O ano de 2023 já foi encerrado, mas o de 2022 ainda não acabou para o mundo político. Existe uma expectativa sobre a continuidade ou não da divisão entre lulistas e bolsonaristas nas eleições deste outubro, um tipo de terceiro turno disputado entre prefeitos.
Mas não há flores para os petistas na esquerda e muito menos para a direita em 2024.
Bolsonaro
Após ser derrotado quando tentava a reeleição, Bolsonaro (PL) se viu na situação curiosa de quem fracassa com votação alta. Perde o cargo, mas poderia manter um patrimônio eleitoral.
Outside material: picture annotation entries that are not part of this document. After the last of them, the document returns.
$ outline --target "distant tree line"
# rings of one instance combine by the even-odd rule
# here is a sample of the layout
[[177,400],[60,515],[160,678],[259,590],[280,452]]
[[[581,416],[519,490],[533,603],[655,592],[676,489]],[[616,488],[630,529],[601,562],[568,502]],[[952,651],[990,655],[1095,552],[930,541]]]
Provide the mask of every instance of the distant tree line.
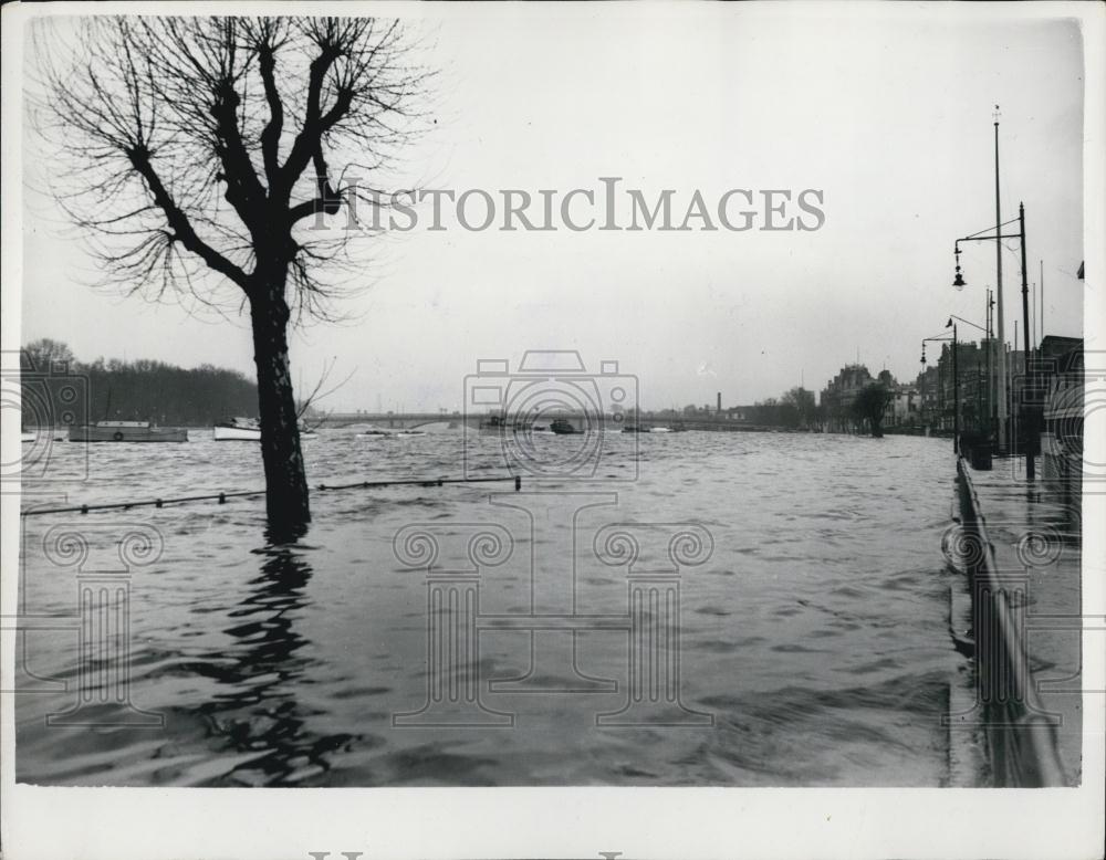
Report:
[[[257,385],[237,370],[164,361],[76,359],[63,343],[43,338],[21,350],[23,424],[43,421],[154,421],[167,427],[210,426],[228,416],[255,416]],[[64,376],[75,385],[62,386]],[[67,392],[67,394],[65,394]],[[75,399],[73,399],[75,397]]]

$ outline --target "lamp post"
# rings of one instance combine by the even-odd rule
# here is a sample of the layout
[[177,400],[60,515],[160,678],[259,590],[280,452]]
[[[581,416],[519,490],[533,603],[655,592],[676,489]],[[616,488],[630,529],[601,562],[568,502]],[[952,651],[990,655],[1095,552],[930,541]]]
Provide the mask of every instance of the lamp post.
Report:
[[[961,290],[966,285],[966,281],[960,274],[960,242],[982,242],[982,241],[994,241],[994,258],[995,258],[995,269],[998,275],[997,283],[997,295],[999,300],[998,310],[998,329],[999,329],[999,378],[1005,380],[1006,378],[1006,356],[1005,356],[1005,335],[1004,335],[1004,316],[1002,308],[1002,241],[1003,239],[1019,239],[1021,240],[1021,256],[1022,256],[1022,327],[1023,336],[1025,339],[1025,379],[1029,381],[1030,377],[1030,357],[1029,357],[1029,281],[1025,271],[1025,204],[1019,203],[1018,206],[1018,218],[1010,221],[1001,222],[1002,218],[1001,211],[1001,200],[999,197],[999,106],[994,106],[994,221],[995,226],[989,228],[989,230],[994,230],[993,235],[982,235],[987,230],[981,230],[979,233],[973,233],[972,235],[963,237],[958,239],[954,245],[954,253],[957,258],[957,273],[952,281],[952,285],[958,290]],[[1016,233],[1002,233],[1002,228],[1009,227],[1014,221],[1018,221],[1019,230]],[[999,388],[999,454],[1004,455],[1006,453],[1006,422],[1010,418],[1009,409],[1006,406],[1006,389],[1005,385]],[[1024,423],[1024,422],[1023,422]],[[1034,445],[1026,440],[1025,445],[1025,478],[1030,481],[1034,480],[1034,461],[1033,461],[1033,449]]]
[[960,453],[960,364],[957,354],[960,352],[957,340],[957,324],[949,317],[945,324],[948,328],[952,326],[952,450]]
[[[956,314],[952,314],[951,316],[949,316],[949,322],[945,324],[945,327],[946,327],[946,328],[948,328],[949,326],[952,326],[952,339],[953,339],[953,343],[956,342],[956,335],[957,335],[957,328],[956,328],[956,325],[953,325],[953,323],[952,323],[952,321],[953,321],[953,319],[959,319],[959,321],[960,321],[961,323],[967,323],[967,324],[968,324],[968,325],[970,325],[970,326],[971,326],[972,328],[978,328],[978,329],[979,329],[980,332],[982,332],[982,333],[983,333],[984,335],[988,335],[988,334],[990,334],[990,333],[989,333],[989,332],[987,331],[987,328],[984,328],[983,326],[979,325],[978,323],[973,323],[973,322],[972,322],[971,319],[964,319],[964,318],[963,318],[962,316],[957,316]],[[956,347],[953,347],[953,349],[956,349]],[[978,355],[979,355],[979,354],[977,353],[977,356],[978,356]],[[953,356],[953,358],[956,358],[956,356]],[[954,366],[954,365],[956,365],[956,361],[953,360],[953,366]],[[977,371],[978,371],[978,369],[979,369],[979,358],[978,358],[978,357],[977,357],[977,359],[975,359],[975,368],[977,368]],[[953,370],[953,373],[956,373],[956,371]],[[978,373],[977,373],[977,376],[978,376]],[[958,379],[959,379],[959,378],[958,378]],[[977,395],[975,399],[977,399],[977,401],[978,401],[978,400],[979,400],[979,390],[978,390],[978,385],[977,385],[977,392],[975,392],[975,395]]]
[[[960,453],[960,375],[957,373],[957,327],[949,319],[949,325],[952,325],[952,390],[953,390],[953,418],[952,418],[952,450],[956,453]],[[948,326],[945,326],[948,328]],[[926,364],[926,344],[931,340],[949,340],[949,336],[943,337],[924,337],[921,338],[921,364]],[[940,364],[938,364],[938,371],[940,371]],[[941,389],[941,400],[945,399],[945,385],[943,381],[940,384]]]
[[[1016,233],[1003,233],[1002,229],[1009,227],[1010,224],[1018,222]],[[999,242],[1000,252],[1002,250],[1001,240],[1003,239],[1018,239],[1021,244],[1021,255],[1022,255],[1022,329],[1025,343],[1029,344],[1029,302],[1030,302],[1030,289],[1029,289],[1029,276],[1025,271],[1025,204],[1019,203],[1018,206],[1018,218],[1010,221],[1005,221],[998,224],[993,229],[995,232],[993,235],[980,235],[974,233],[972,235],[961,237],[957,239],[953,243],[953,253],[957,259],[957,273],[956,277],[952,280],[952,285],[958,290],[967,286],[968,282],[964,281],[960,273],[960,243],[961,242],[982,242],[994,240]],[[987,232],[987,231],[981,231]],[[998,329],[999,329],[999,377],[1000,379],[1005,379],[1006,377],[1006,357],[1005,357],[1005,340],[1003,339],[1003,324],[1002,324],[1002,284],[1000,281],[998,289],[999,297],[999,310],[998,310]],[[1029,348],[1025,349],[1024,354],[1024,371],[1025,378],[1029,379],[1030,375],[1030,357]],[[1004,454],[1006,452],[1006,421],[1009,420],[1009,409],[1006,408],[1006,390],[1005,386],[999,388],[999,453]],[[1034,480],[1034,463],[1033,463],[1033,451],[1032,445],[1026,445],[1025,449],[1025,476],[1032,481]]]

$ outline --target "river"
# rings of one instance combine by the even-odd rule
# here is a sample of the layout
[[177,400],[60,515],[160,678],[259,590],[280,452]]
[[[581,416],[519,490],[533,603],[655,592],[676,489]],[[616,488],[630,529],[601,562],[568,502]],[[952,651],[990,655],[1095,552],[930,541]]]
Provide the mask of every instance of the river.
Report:
[[[55,443],[55,480],[24,497],[24,508],[263,485],[254,445],[191,436],[179,445]],[[303,444],[312,485],[504,473],[494,436],[330,429]],[[563,445],[580,441],[534,444],[556,463],[568,459]],[[24,518],[23,611],[69,620],[25,633],[18,779],[949,783],[941,714],[962,683],[962,661],[947,634],[953,575],[940,552],[953,479],[947,441],[624,433],[603,438],[602,449],[593,475],[526,475],[521,493],[510,483],[314,492],[309,533],[283,548],[264,544],[259,499]],[[489,526],[508,535],[498,548],[509,557],[473,567],[466,541]],[[154,724],[113,724],[127,721],[92,706],[82,713],[93,725],[49,725],[46,715],[72,709],[81,688],[79,571],[50,544],[76,531],[90,545],[85,575],[119,570],[114,548],[132,528],[153,535],[160,552],[139,550],[144,564],[122,571],[129,629],[121,669],[137,709],[128,713]],[[438,542],[436,569],[461,571],[445,576],[466,580],[465,594],[479,578],[474,613],[460,618],[462,602],[449,616],[479,622],[473,653],[445,678],[428,671],[427,570],[410,557],[417,541],[400,539],[397,554],[405,528]],[[613,531],[636,536],[633,569],[619,563],[617,541],[605,542]],[[667,547],[681,531],[698,536],[699,554],[675,566]],[[678,685],[679,706],[669,709],[677,719],[659,724],[648,714],[644,723],[624,719],[641,713],[626,709],[641,689],[632,673],[641,671],[635,642],[645,641],[625,621],[635,575],[660,583],[653,594],[661,604],[645,598],[649,617],[678,580],[678,606],[666,610],[678,630],[678,678],[672,665],[645,670]],[[545,615],[572,616],[574,632],[526,627]],[[588,627],[585,616],[608,625]],[[101,675],[91,678],[95,694]],[[519,678],[526,681],[511,681]],[[425,705],[435,684],[467,681],[479,691],[478,707],[468,703],[471,724],[432,725],[441,721]]]

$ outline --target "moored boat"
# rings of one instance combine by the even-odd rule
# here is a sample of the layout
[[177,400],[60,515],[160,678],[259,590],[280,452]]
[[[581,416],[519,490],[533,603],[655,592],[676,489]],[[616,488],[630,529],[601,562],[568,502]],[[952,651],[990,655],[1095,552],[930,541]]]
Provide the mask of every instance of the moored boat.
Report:
[[550,430],[557,436],[574,436],[580,432],[580,430],[572,426],[571,421],[564,418],[555,419],[553,423],[550,424]]
[[71,442],[187,442],[188,431],[154,427],[152,421],[97,421],[71,427]]

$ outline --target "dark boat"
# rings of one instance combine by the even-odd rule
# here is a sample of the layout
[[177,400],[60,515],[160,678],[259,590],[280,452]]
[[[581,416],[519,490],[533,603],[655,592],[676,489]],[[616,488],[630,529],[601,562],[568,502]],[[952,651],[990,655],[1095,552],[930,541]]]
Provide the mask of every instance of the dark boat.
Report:
[[71,442],[187,442],[188,431],[154,427],[150,421],[97,421],[71,427]]

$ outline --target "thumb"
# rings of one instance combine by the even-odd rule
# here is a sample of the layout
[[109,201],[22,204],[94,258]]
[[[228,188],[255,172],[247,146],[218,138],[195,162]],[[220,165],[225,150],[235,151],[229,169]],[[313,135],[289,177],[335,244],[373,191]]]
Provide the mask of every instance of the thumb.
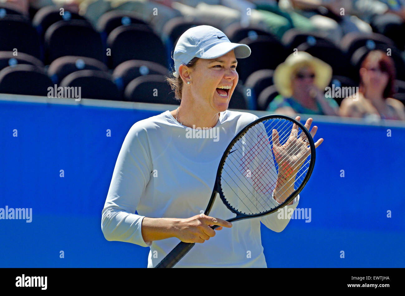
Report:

Rapidamente, o seu partido enxergou nisso uma oportunidade para as disputas municipais. A força do bolsonarismo poderia garantir eleições importantes em capitais, levar o lulopetismo a uma derrota nas prefeituras e encaminhar a direita ao Planalto outra vez em 2026.
Para garantir isso e ser um tipo de garoto propaganda/influencer do PL, o ex-presidente ganhou cargo, sala, equipe e salário de mais de R$ 40 mil pagos pela sigla.
O plano era bom. O problema, como sempre, é a realidade.
Sem fidelidade
Esse patrimônio eleitoral do ex-presidente tem um defeito de fabricação que é a formação dele. Há pouca fidelidade porque a comunicação de Bolsonaro sempre foi falha. E isso atraiu um grupo heterogêneo de apoiadores.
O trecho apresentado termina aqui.